第11章(第2/3页)

    夤夜寂寂,唯有规律的捣药声轻响。

    等江芙诗终于将最后一份药粉分装好,已经是后半夜了。

    她站起身把窗户推开,迎面而来的秋风带着凉意,吹散了她鬓角的汗湿和满室的药味。

    就在一窗之隔的浓郁夜色里,湛霄抱剑立于窗外的阴影之中,两人的距离不过数尺之遥,呼吸可闻。

    公主府万籁俱寂。

    江芙诗倚靠在雕花窗沿,眺望天边那一轮孤寂的清冷,露出鲜为人知的疲惫与茫然。

    身处天家,身不由己,在人前,她细心维护自己柔弱顺从、体弱多病的一面,极少显露出真实的情绪。

    而现在,天地寂静,彷佛只有她一个人。

    江芙诗从衣架上随意拿了一件衣服,推开寝殿大门,迈步走入庭园。

    她漫无目的地在青石小径上缓缓踱步,夜露浸湿了她的绣鞋尖,秋夜寒冽的空气,带来了自由的味道。

    她有多久没这样随心所欲了?

    一年?两年?

    不,六年了。

    她在这金丝牢笼般的皇城,小心翼翼地活了六年。

    在这处处是危机,步步是陷阱的地方,戴着面具苟延残喘。

    有时候她会忍不住想,如果当年没有被寻回,自己会是怎么一副光景?

    也许能跟着养父悬壶济世,做一个自由自在的游方郎中,清贫却畅快。

    意识到思绪飘得太远,奢望皆是虚妄,江芙诗唇角牵起一抹苦涩的自嘲。

    想起儿时,母妃给她哼的轻柔小调,江芙诗轻轻旋身,舒展手臂,依稀有记忆中的旋律,跳起无声独舞。

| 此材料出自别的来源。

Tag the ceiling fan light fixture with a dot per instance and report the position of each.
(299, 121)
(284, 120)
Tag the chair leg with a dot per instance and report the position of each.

    宽大的寝衣袖口因她的动作滑落,露出白皙手臂。

    “啪——”

    一道清脆的玉石磕碰声响起。

    湛霄眸光一凛,右手瞬间绷紧,正要拔剑,才发现是公主的玉簪松脱,掉在了地上。

    弯腰捡起簪子,江芙诗缓缓直起身,正欲重新绾发时,一阵疾风掠过树梢,一支被风吹断的枯枝直直朝着她坠下!

    就在这千钧一发之际,一道冷冽的劲风猛地将半空中的枯枝击得粉碎,化为齑粉,与她堪堪擦头而过。

    江芙诗只觉额前一凉,诧异地抬眼望去。

    一朵不知从哪来的雪花,温柔地擦过她的眉心,滑落至她的鼻尖,被她的体温迅速融化,只留下一抹细微的湿凉痕迹。

    诶?

    怎么会有雪花?

    江芙诗眨巴眼睛,天空明净,完全没有飘雪迹象。

    她疑惑地蹙起眉头,指尖下意识地轻触了一下鼻尖那抹即将消失的湿凉。

    看来是要准备入冬了……

    回到寝殿。

    脱下鞋子,江芙诗和衣躺倒在床榻上,深沉的疲惫感袭来,连蜡烛都尚未吹灭就进入了梦乡。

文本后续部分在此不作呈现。